Es geht darum, dass ich innerhalb des laufenden Programms einen "Splash-Screen" anzeigen will (mit einem Bild), der so lange sichtbar sein soll, wie das Laden der Daten dauert. Genauer gesagt befindet sich am Anfang des Programms ein Dialog, der nach einem Login fragt, da soll der User was eingeben und nach Bestätigung der Eingabe werden dann verschiedene Daten geladen, was teilweise einige Sekunden braucht. Während dieser Sekunden soll ein solcher Ladebildschirm angezeigt werden. Nachdem alles geladen ist, soll er dann wieder verschwinden.

Nur leider funzt es nicht. Ich habe JDialog, JWindow, JFrame und JweißderGeierwasnochalles ausprobiert -> nichts. Wenn ich setVisible auf true setze, bevor dieser Start-Login-Dialog kommt, dann zeigt er den Ladebildschirm ganz normal an, samt Bild (ist halt der falsche Zeitpunkt). Wenn ich setVisible erst nach dem Login-Dialog auf true setze, dann erscheint bestenfalls ein durchsichtiges Fenster ohne das Bild. Ich verstehe einfach nicht, warum er das nicht anzeigen will. Ich hatte auch die Vermutung, dass er vielleicht das Bild noch nicht geladen hat und sich dann nicht mehr damit beschäftigen will beim Daten-Laden, aber auch da kein Erfolg: Ich habe ImageIO, Toolkit, Label-ImageIcon, MediaTracker, BufferedImage usw. probiert, aber daran liegt es wohl nicht, denn davon hat nichts geholfen. Auch wenn ich nur ein Label mit einem Text hinzufüge, wird der Ladebirdschirm nicht angezeigt. Das einzige, was man sieht (vorausgesetzt Decorations sind an), ist die Titelleiste - und eben das durchsichtige ContentPane.

Weiß jemand, an was das liegt?

Ich habe mir auch überlegt, ob es vielleicht schlau wäre, das mit Threads hinzubiegen, aber da hab ich keine Ahnung, wie ich das bewerkstelligen soll. Bei Google finden sich manche Hinweise auf SwingWorker, aber ich blicke da nicht wirklich durch. Auch eine Suche hier hat mich dahingehend nicht weitergebracht. Vielleicht ist es auch ganz der falsche Pfad.

Ich wär echt glücklich, wenn mir jemand meinen Denkfehler aufzeigt.
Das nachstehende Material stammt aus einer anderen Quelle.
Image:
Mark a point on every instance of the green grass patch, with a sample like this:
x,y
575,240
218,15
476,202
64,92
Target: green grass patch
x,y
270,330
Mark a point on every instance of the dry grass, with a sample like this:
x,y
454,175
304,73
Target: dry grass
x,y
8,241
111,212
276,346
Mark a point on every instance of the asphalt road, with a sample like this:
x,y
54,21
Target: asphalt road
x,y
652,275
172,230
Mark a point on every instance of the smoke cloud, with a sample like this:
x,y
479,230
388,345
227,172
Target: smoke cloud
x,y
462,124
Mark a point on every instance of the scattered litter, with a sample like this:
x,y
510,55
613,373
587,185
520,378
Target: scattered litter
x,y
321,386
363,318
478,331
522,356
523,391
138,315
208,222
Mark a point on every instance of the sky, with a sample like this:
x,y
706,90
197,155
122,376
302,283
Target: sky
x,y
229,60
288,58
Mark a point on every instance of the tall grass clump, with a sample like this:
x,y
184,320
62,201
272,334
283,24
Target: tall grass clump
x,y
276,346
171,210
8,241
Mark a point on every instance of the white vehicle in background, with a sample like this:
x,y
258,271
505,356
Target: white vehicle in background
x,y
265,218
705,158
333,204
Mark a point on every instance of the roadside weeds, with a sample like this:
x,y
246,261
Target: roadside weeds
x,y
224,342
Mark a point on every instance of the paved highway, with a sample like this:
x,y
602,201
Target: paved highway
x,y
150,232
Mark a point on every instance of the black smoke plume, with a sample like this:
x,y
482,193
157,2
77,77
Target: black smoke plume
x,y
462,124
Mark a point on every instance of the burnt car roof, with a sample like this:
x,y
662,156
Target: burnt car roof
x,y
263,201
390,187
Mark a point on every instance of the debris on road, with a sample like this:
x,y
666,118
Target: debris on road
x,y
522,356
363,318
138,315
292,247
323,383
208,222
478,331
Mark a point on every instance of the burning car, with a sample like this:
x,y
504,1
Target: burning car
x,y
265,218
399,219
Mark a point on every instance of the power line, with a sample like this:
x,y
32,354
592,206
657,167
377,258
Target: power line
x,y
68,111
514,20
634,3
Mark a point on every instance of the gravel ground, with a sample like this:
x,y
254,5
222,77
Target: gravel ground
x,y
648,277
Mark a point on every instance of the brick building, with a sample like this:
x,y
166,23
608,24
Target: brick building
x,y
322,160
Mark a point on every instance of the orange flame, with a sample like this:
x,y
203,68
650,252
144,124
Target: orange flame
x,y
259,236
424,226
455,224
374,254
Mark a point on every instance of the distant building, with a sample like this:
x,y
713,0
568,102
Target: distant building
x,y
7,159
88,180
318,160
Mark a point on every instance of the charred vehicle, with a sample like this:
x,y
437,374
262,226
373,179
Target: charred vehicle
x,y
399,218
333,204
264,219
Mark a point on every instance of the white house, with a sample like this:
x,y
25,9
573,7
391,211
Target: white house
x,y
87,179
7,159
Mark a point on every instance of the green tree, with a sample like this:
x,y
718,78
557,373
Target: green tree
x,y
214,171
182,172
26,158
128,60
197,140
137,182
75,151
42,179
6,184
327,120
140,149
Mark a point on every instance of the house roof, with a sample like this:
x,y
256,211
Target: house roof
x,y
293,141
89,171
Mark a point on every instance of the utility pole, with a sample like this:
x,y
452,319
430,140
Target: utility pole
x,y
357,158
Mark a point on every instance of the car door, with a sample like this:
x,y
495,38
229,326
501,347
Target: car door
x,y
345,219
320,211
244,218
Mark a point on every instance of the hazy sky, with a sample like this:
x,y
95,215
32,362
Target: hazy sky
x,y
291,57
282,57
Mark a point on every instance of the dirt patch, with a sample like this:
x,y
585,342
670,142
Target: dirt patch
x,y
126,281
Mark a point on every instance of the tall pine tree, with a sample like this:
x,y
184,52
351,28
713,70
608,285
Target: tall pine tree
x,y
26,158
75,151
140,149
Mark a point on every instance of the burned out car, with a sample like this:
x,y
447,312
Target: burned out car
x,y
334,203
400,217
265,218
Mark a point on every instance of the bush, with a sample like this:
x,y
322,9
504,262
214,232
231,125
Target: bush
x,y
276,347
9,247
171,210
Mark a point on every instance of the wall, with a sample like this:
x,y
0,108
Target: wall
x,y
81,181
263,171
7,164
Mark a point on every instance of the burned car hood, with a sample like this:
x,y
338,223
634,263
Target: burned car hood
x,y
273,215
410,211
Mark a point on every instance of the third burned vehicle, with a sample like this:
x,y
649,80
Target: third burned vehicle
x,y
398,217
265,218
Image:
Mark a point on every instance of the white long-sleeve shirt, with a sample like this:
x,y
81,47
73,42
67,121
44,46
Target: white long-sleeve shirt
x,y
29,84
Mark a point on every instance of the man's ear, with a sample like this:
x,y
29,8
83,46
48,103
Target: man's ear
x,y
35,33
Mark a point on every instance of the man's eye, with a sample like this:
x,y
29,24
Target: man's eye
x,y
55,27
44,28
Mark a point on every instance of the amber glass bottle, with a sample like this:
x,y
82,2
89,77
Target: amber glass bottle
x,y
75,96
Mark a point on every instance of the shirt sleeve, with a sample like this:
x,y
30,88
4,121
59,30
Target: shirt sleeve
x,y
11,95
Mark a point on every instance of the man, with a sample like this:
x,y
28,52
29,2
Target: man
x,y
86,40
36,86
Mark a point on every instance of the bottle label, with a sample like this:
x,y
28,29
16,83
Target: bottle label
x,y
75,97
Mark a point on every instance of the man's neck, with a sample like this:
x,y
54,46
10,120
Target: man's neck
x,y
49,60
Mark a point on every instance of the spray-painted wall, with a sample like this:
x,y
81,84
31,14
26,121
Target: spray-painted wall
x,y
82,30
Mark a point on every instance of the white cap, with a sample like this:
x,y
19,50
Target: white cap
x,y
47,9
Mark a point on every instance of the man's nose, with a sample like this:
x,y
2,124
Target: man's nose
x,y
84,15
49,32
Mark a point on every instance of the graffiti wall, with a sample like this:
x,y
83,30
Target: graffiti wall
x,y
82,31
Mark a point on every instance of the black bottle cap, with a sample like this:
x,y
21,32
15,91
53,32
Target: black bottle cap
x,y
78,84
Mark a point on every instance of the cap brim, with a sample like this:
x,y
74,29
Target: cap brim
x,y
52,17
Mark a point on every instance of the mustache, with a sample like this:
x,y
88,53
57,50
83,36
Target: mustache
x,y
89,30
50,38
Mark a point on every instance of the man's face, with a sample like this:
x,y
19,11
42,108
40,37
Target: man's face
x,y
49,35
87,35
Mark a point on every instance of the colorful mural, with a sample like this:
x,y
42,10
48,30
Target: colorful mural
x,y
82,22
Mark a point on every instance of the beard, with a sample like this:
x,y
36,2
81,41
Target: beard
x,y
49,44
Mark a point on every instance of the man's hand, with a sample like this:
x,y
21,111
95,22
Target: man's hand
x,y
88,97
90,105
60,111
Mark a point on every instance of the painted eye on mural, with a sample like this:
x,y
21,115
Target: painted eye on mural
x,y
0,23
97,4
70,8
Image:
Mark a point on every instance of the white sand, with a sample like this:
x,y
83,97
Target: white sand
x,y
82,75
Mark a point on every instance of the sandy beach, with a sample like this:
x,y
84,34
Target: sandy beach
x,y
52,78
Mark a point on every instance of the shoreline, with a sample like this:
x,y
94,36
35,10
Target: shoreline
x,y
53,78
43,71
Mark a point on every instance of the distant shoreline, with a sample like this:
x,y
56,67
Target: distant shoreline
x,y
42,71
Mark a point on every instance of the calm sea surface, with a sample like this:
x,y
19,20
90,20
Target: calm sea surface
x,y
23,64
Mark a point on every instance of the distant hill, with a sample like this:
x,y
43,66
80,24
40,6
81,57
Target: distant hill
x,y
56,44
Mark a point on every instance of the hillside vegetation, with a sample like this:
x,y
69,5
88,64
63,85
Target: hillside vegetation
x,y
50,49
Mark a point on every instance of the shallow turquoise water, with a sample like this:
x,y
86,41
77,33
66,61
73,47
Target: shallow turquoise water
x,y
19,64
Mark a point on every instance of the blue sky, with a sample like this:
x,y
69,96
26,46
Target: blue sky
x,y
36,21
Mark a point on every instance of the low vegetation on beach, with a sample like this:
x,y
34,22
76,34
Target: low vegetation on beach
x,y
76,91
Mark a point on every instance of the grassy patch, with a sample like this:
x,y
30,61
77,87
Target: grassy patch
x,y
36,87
Irgendwie kommt es mir so vor, als würde ich was übersehen. Es macht mich auf jeden Fall wahnsinnig 

Danke schon mal für die Antworten.


----------



## Ebenius (3. Mrz 2009)

Es liegt ziemlich sicher daran, dass Du etwas bezüglich Threads im Swing falsch verstanden hast. Am besten Du liest oder überfliegst mal Sun Java Tutorial » Lesson: Concurrency in Swing. Lohnt sich!

Ebenius


----------



## Sparkle (3. Mrz 2009)

Schon geschehen. Wie gesagt, mir leuchtet nicht ein, wie ich SwingWorker einsetzen sollte. Ich schreibe bei doInBackground() meinen zeitintensiven Task rein, bei done() verarbeite ich ihn mit get() weiter und setze splashScreen.setVisible(false). Danach schreibe ich worker.execute(), damit auch passiert, was drinsteht. Und dann noch ein while (!worker.isDone()) {}; , damit der EDT wartet, bis die Berechnung passiert ist. Der Witz ist, dass der Ladebildschirm trotzdem nicht angezeigt wird, obwohl er vor dem SwingWorker-Abschnitt im Code steht und doch eigentlich parallel im EDT laufen sollte. Spätestens da, wo der EDT dann untätig durch die leere Schleife saust, müsste doch genügend Zeit da sein, das Lade-Bild zu laden und den Ladebildschirm anzuzeigen, oder nicht?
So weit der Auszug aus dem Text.